Estos combinan la parte de piñata que se había perdido Pastora –finca Aragón–; y el sueño inquebrantable de los dirigentes nicas de tener un canal transoceánico. La margen derecha en manos ticas es una espina y ahora, con posible puerto en el Pacífico, la ilusión revive y el estorbo también. Por eso es absurdo oír en la Cancillería que se consideraba ir al SICA, que por estatuto tendría que enviarnos a la Corte Centroamericana en Managua. Con ayudas así, ¿para qué dificultades?
Lo cierto es que Costa Rica tiene que invertir políticamente en esa región, e incorporarla al país, con sus instituciones, autoridades y medios de comunicación.
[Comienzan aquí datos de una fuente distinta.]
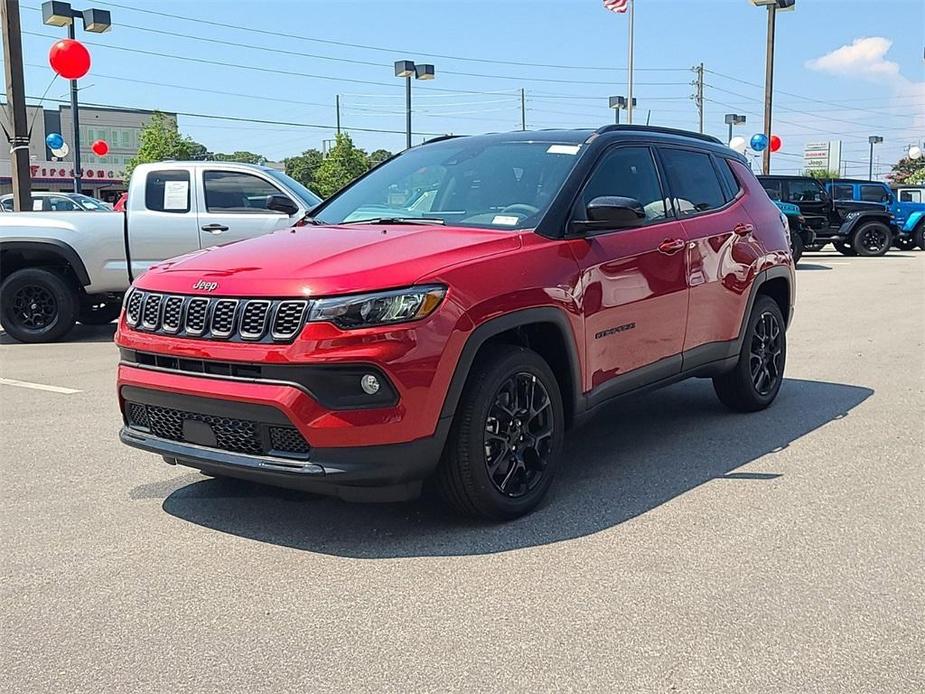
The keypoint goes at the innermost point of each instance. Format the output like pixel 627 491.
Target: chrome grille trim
pixel 288 319
pixel 151 300
pixel 233 319
pixel 254 310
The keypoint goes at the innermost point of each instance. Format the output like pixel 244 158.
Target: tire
pixel 37 305
pixel 99 310
pixel 758 374
pixel 484 429
pixel 796 247
pixel 844 248
pixel 872 240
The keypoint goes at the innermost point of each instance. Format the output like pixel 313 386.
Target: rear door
pixel 233 206
pixel 634 294
pixel 722 250
pixel 162 221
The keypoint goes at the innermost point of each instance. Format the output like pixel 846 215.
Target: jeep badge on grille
pixel 206 286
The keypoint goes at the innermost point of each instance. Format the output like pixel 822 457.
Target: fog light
pixel 370 384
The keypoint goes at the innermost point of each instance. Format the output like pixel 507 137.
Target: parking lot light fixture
pixel 407 69
pixel 873 140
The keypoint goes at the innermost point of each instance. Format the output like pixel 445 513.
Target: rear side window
pixel 805 191
pixel 628 172
pixel 167 191
pixel 730 183
pixel 230 191
pixel 873 194
pixel 692 179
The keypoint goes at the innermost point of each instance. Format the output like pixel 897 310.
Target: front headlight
pixel 381 308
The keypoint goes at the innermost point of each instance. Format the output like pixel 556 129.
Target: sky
pixel 845 69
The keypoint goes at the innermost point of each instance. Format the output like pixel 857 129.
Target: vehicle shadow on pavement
pixel 633 456
pixel 80 333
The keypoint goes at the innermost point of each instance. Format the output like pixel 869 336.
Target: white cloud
pixel 864 57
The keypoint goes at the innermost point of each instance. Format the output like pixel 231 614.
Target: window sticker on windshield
pixel 507 220
pixel 175 195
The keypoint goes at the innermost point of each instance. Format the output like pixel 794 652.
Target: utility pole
pixel 698 99
pixel 523 109
pixel 769 87
pixel 16 100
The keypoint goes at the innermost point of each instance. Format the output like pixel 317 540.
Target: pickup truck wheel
pixel 37 305
pixel 99 311
pixel 796 247
pixel 505 443
pixel 872 239
pixel 844 248
pixel 757 377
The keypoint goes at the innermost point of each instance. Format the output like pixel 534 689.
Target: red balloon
pixel 69 58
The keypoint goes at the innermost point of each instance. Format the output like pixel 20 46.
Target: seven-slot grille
pixel 267 320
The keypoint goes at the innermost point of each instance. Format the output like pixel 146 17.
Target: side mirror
pixel 611 212
pixel 280 203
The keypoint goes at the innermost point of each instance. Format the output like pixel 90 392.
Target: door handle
pixel 671 246
pixel 741 229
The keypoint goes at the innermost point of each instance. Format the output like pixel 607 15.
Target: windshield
pixel 466 182
pixel 88 203
pixel 309 199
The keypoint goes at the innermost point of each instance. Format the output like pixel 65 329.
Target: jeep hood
pixel 327 260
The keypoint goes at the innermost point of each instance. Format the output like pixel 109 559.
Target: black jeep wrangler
pixel 853 227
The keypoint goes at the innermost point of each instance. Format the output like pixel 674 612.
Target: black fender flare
pixel 501 324
pixel 52 247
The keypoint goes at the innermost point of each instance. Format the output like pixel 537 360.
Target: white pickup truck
pixel 58 268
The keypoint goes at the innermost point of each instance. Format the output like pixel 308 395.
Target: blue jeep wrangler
pixel 905 205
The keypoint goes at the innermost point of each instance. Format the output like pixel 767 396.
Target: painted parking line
pixel 37 386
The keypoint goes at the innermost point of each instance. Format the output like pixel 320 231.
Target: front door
pixel 234 207
pixel 634 296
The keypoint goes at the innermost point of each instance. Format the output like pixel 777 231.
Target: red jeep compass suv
pixel 451 313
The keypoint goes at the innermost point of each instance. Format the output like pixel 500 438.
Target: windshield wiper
pixel 398 220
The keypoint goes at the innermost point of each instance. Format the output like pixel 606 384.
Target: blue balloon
pixel 54 141
pixel 759 141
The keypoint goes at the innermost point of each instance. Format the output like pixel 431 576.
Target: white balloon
pixel 739 144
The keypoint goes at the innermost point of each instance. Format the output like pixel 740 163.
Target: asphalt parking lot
pixel 683 549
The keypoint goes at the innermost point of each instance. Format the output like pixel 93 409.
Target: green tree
pixel 244 157
pixel 344 162
pixel 302 167
pixel 908 171
pixel 160 139
pixel 377 157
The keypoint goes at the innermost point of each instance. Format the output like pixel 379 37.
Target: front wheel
pixel 36 305
pixel 505 442
pixel 758 374
pixel 872 240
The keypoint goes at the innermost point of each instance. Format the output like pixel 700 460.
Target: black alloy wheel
pixel 518 435
pixel 765 358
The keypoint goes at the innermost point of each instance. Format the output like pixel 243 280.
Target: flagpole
pixel 629 86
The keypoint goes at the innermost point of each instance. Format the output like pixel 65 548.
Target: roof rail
pixel 657 129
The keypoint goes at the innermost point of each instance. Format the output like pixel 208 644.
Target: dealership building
pixel 103 177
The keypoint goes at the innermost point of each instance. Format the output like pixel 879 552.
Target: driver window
pixel 628 172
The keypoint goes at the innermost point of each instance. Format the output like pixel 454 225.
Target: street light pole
pixel 873 140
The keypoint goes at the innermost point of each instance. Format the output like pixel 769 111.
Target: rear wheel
pixel 36 305
pixel 872 239
pixel 757 377
pixel 505 442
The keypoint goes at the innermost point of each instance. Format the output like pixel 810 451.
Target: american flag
pixel 616 5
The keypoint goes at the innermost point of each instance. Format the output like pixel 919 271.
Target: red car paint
pixel 667 289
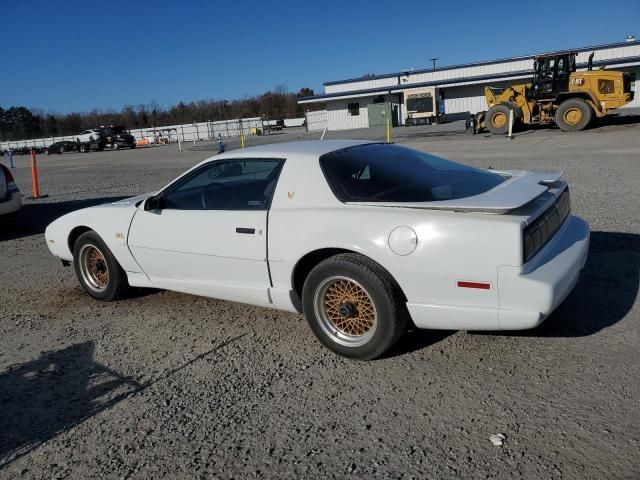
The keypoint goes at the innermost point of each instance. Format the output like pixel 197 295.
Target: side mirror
pixel 153 203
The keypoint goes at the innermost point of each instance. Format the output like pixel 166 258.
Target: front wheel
pixel 98 272
pixel 354 307
pixel 573 115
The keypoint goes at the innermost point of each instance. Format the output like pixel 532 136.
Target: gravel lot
pixel 171 385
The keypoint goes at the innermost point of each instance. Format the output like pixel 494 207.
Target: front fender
pixel 111 222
Además, unidades de la Guardia Civil deben permanecer allí y no solo hacer visita de doctor, por dos o tres días. Deben ir bien preparados y claros de que pueden ser objeto de trampas militares, que compliquen más la situación del país. Es penoso que los periodistas tuvieran mucho más capacidad de reacción que el propio Ministerio de Seguridad Pública.
Es hora de acabar con nuestro dulce cuento de que la paz se consigue con mentirillas diplomáticas. La llamada “vía diplomática”, puede ser un terreno minado. La fraternidad regional solo se logra sobre la base del respeto a los tratados y al derecho internacional público. Todo lo demás, apropiado en cocteles y cenas, son pamplinas.
Algunos esperan que doña Laura acuda a la próxima reunión bilateral fronteriza para que allí, junto a Ortega, aborde el tema. Nuevo testimonio de la ignorancia de nuestra novel diplomacia. Porque, si ella acepta discutirlo en el seno de la comisión, como un problema fronterizo, estaría convalidando la inadmisible pretensión nica de que esas tierras están en discusión.
Publicado en La Nación de Costa Rica el 31 de octubre de 2010.